Andy Kaufman allegedly told many people—including Bob Zmuda — that he wished to fake his own death prior to his actual death. This has caused some fans to believe Kaufman is still alive. A screenplay Kaufman was working on at the time of his death was about a character who claimed to have lung cancer and faked his death.
Andy lost his hair around the time of his death, and was supposedly seen around Los Angeles in a wheelchair. Some claim his hair loss was due to cancer treatment; however, and according to the website AndykaufmanLives.com, Andy's girlfriend at the time later claimed to have shaved his head with a razor.

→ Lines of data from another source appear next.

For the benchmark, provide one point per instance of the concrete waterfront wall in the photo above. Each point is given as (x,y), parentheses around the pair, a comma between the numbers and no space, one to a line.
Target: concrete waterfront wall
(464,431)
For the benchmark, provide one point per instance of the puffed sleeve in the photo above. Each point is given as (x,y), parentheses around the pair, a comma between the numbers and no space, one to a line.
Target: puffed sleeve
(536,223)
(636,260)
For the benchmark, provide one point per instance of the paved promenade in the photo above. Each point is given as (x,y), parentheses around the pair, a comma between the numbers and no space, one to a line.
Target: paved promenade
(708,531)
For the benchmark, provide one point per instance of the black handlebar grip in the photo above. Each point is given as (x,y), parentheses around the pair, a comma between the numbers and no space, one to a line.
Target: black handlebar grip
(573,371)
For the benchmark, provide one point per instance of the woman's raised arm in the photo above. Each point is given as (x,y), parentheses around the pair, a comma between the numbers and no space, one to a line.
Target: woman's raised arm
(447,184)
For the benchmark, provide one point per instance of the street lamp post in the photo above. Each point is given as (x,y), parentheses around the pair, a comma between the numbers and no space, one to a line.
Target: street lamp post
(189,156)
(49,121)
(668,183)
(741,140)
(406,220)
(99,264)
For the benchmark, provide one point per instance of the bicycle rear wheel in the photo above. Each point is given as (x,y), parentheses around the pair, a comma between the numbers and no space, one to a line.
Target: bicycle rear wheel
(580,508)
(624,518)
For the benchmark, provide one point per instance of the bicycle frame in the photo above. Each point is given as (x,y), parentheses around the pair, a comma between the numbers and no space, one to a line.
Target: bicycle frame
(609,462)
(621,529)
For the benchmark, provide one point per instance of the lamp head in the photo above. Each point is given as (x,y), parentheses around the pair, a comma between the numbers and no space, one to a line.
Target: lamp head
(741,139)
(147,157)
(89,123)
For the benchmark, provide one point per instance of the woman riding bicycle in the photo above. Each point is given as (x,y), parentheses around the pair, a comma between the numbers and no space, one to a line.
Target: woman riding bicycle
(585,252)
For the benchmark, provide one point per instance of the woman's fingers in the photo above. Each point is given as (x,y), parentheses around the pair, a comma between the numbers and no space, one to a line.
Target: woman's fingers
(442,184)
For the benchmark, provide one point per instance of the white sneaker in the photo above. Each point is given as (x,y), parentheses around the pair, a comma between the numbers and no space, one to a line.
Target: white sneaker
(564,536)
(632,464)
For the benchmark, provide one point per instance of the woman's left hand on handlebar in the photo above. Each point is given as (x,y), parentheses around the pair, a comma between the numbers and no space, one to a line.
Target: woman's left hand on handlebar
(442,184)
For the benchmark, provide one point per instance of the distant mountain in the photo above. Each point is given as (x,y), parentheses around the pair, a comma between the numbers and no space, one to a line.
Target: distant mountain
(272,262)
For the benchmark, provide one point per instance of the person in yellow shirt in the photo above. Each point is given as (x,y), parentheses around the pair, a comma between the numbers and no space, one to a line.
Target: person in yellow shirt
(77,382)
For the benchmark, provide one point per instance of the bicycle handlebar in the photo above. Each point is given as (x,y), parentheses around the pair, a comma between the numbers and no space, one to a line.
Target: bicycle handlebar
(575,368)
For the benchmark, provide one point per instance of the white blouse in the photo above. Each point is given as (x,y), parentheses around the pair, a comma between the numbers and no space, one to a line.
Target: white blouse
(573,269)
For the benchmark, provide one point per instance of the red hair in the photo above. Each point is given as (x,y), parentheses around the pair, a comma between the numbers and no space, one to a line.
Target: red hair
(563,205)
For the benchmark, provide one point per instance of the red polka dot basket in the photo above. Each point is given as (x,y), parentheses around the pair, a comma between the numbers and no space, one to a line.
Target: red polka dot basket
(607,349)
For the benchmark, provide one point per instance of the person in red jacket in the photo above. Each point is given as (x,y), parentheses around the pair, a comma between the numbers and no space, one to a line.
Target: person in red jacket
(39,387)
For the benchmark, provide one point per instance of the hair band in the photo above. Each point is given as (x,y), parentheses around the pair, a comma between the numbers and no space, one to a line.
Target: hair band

Andy's sister also commented after his death that she found it odd that the doctor who diagnosed Andy with cancer had been wearing tennis shoes, sparking debate among fans as to whether Andy had paid off an actor friend to pose as a doctor.
There are many such rumors involving Andy's "hoax" death. The 1999 Jim Carrey film Man on the Moon leaves the question open-ended. Tony Clifton performed a year after Kaufman's death at The Comedy Store benefit in Kaufman's honor, with members of his entourage in attendance. Bob Zmuda has acknowledged "death hoax" rumors over the years quite tongue-in-cheek, admitting that Andy and he had discussed faking his death at times and that Andy seemed "obsessed with the idea," but he maintains the opinion that Andy truly did die and his death was not faked. Zmuda claims he does not think Andy would be cruel enough to go this long without making contact with his family if he were still alive. But he also acknowledged the idea that Kaufman could have faked his death in 1984 and died later of some other cause.
During the 1990s, Tony Clifton has reportedly made several appearances at LA nightclubs since Kaufman's death, prompting speculation that perhaps Kaufman was still alive and working under the makeup. While many assume Zmuda portrayed the character, he has been evasive as to the truth, so the legend persists — fueled partially by an ad in Daily Variety promoting an appearance by Clifton at the Comedy Store in the late 1990s.
Regardless of the rumors regarding Andy Kaufman's death, it is almost certain that he did indeed die on May 16, 1984. His death certificate is on file with the Los Angeles County Department of Health Services, and is also available on the popular website The Smoking Gun.